Translation
Playto offers multiple ways to translate game text — from classic OCR to AI vision, with local and cloud options.
Text Reading
The default translation mode. Playto captures a region of your screen and reads the text using Windows built-in OCR (WinRT), then sends it to a local LLM for translation.
Pipeline: Screen capture → WinRT OCR text recognition → text stability check → LLM translation → overlay display.
Text stability: Playto waits briefly for the text to settle before translating, and skips re-translation when the text barely changes to avoid flicker.
Text Reading +
Combines Text Reading's OCR with an AI vision model for translation. The OCR engine extracts text from the screen (fast and lightweight), then a local vision model produces the translation — useful when OCR gets the characters right but you want more natural phrasing than a pure text LLM can give.
Best for: Text-heavy games where Text Reading captures correctly but translation quality needs a lift.
Image Recognition
Instead of OCR, Playto sends the screen image directly to a Vision Language Model. The AI reads the image and translates in one pass — no OCR step needed.
Best for: Stylized fonts, text on complex backgrounds, handwritten-style text, and UI elements that OCR can't handle.
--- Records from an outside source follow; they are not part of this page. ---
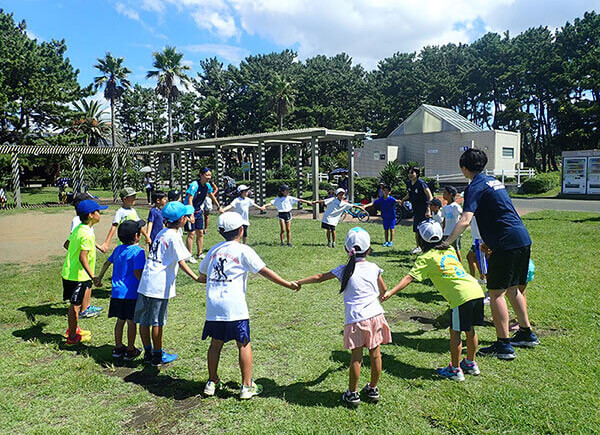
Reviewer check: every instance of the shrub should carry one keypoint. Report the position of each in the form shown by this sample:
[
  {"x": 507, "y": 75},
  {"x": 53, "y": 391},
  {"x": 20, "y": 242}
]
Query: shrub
[{"x": 541, "y": 183}]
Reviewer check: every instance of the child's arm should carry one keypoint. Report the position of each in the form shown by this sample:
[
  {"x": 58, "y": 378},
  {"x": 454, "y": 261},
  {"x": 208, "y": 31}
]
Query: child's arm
[
  {"x": 404, "y": 282},
  {"x": 272, "y": 276}
]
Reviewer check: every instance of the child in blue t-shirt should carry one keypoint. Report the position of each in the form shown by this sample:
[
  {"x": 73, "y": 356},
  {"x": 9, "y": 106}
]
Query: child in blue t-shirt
[
  {"x": 129, "y": 260},
  {"x": 387, "y": 205}
]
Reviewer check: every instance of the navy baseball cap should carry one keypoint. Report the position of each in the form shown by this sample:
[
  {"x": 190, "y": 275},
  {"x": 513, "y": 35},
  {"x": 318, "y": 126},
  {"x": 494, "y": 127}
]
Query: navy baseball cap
[
  {"x": 174, "y": 210},
  {"x": 89, "y": 206}
]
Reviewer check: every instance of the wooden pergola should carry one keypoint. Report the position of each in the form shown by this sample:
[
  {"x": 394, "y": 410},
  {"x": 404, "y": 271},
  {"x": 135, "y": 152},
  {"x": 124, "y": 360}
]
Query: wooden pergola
[{"x": 298, "y": 139}]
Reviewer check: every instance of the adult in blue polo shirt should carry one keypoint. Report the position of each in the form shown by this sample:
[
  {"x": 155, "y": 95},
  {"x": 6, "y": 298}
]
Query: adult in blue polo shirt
[
  {"x": 503, "y": 231},
  {"x": 419, "y": 194},
  {"x": 195, "y": 196}
]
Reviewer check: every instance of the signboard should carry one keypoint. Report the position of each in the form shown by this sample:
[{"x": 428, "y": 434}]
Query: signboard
[
  {"x": 574, "y": 179},
  {"x": 593, "y": 185}
]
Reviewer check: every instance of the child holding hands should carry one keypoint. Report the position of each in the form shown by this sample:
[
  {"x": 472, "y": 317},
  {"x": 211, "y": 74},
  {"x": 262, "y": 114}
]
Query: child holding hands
[{"x": 362, "y": 286}]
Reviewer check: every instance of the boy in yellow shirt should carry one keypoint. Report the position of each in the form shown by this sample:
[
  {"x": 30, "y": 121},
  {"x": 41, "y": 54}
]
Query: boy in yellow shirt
[
  {"x": 78, "y": 268},
  {"x": 460, "y": 289}
]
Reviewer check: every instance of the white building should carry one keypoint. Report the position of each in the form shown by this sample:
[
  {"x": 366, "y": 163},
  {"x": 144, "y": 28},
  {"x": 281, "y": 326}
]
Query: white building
[{"x": 435, "y": 137}]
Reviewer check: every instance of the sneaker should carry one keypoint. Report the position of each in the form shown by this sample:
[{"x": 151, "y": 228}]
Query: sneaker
[
  {"x": 498, "y": 349},
  {"x": 159, "y": 358},
  {"x": 371, "y": 393},
  {"x": 469, "y": 369},
  {"x": 211, "y": 387},
  {"x": 449, "y": 372},
  {"x": 118, "y": 352},
  {"x": 524, "y": 339},
  {"x": 132, "y": 354},
  {"x": 351, "y": 398},
  {"x": 246, "y": 392}
]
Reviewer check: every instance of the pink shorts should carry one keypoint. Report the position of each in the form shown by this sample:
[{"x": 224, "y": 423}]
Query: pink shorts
[{"x": 368, "y": 333}]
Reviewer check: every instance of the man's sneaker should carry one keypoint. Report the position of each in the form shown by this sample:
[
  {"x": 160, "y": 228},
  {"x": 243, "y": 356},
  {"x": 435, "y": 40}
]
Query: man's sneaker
[
  {"x": 161, "y": 358},
  {"x": 211, "y": 388},
  {"x": 469, "y": 369},
  {"x": 524, "y": 339},
  {"x": 371, "y": 393},
  {"x": 351, "y": 398},
  {"x": 118, "y": 352},
  {"x": 247, "y": 392},
  {"x": 498, "y": 349},
  {"x": 132, "y": 354},
  {"x": 449, "y": 372}
]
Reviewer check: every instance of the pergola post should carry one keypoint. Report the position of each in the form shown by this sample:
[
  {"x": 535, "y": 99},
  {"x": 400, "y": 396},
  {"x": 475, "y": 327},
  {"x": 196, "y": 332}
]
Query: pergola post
[
  {"x": 350, "y": 144},
  {"x": 315, "y": 173},
  {"x": 16, "y": 179}
]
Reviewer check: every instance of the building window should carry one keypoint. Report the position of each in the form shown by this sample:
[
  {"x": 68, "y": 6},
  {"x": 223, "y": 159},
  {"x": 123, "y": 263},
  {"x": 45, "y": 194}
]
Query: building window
[{"x": 508, "y": 153}]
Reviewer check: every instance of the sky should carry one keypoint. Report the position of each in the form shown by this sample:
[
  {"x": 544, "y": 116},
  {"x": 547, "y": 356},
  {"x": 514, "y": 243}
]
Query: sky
[{"x": 368, "y": 30}]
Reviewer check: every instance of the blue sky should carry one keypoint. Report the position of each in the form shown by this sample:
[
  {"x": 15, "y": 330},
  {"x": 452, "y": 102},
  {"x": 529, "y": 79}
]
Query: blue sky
[{"x": 368, "y": 30}]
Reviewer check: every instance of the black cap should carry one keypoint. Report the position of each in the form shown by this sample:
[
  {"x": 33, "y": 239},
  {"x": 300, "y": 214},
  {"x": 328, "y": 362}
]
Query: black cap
[{"x": 128, "y": 229}]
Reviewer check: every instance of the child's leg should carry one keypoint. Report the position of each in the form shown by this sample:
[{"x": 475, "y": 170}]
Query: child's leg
[
  {"x": 213, "y": 356},
  {"x": 375, "y": 356},
  {"x": 472, "y": 344},
  {"x": 355, "y": 363},
  {"x": 245, "y": 362},
  {"x": 455, "y": 348},
  {"x": 131, "y": 333},
  {"x": 119, "y": 332}
]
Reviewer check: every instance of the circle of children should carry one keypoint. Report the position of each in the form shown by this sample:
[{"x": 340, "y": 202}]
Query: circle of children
[{"x": 142, "y": 287}]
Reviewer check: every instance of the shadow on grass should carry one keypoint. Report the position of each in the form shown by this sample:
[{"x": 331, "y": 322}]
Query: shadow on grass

Streaming: the overlay updates as the model generates translation tokens, so text appears without waiting for the full response.
Cloud AI
If you don't have a dedicated GPU, you can use cloud API providers for translation. Add your API key in Settings and Playto will route requests to the cloud.
Supported providers:
- Google Gemini — free tier available
- OpenAI
- OpenRouter — access multiple models through one API
- Custom endpoint — any OpenAI-compatible API
Cost control: By default, Cloud AI uses a manual shutter — Playto only calls the API when you press the shutter button (or the shortcut), keeping cost predictable. You can switch to auto-capture in Settings if you prefer continuous translation.
Dialogue handling: Multi-line dialogue is automatically merged to reduce API calls and produce more natural translations.
Prompt Patterns
Playto offers three prompt patterns that control how captured text is sent to the AI for translation:
- Auto — Playto decides the best pattern based on the text structure. Best for most games.
- Dialogue — Treats the captured text as a continuous subtitle. Lines are merged into a single paragraph before translation. Best for dialogue-heavy games and cutscenes.
- UI — Each line is translated independently. Best for menus, item lists, and HUD text where lines are unrelated.
Configure per cursor preset or fixed region in the Capture Area card. You can also set per-game overrides in Game Packs.
Conversation Context
Playto passes the previous translation as context to keep tone consistent across rapid captures.
Local LLM Setup
Playto runs a llama.cpp server locally for translation inference. Models are downloaded with one click and tuned automatically for your GPU — advanced users can adjust GPU layers, context size, threads, and other knobs manually in Settings.
Text Reading and Image Recognition can run on separate servers simultaneously, so you can use both modes without switching models.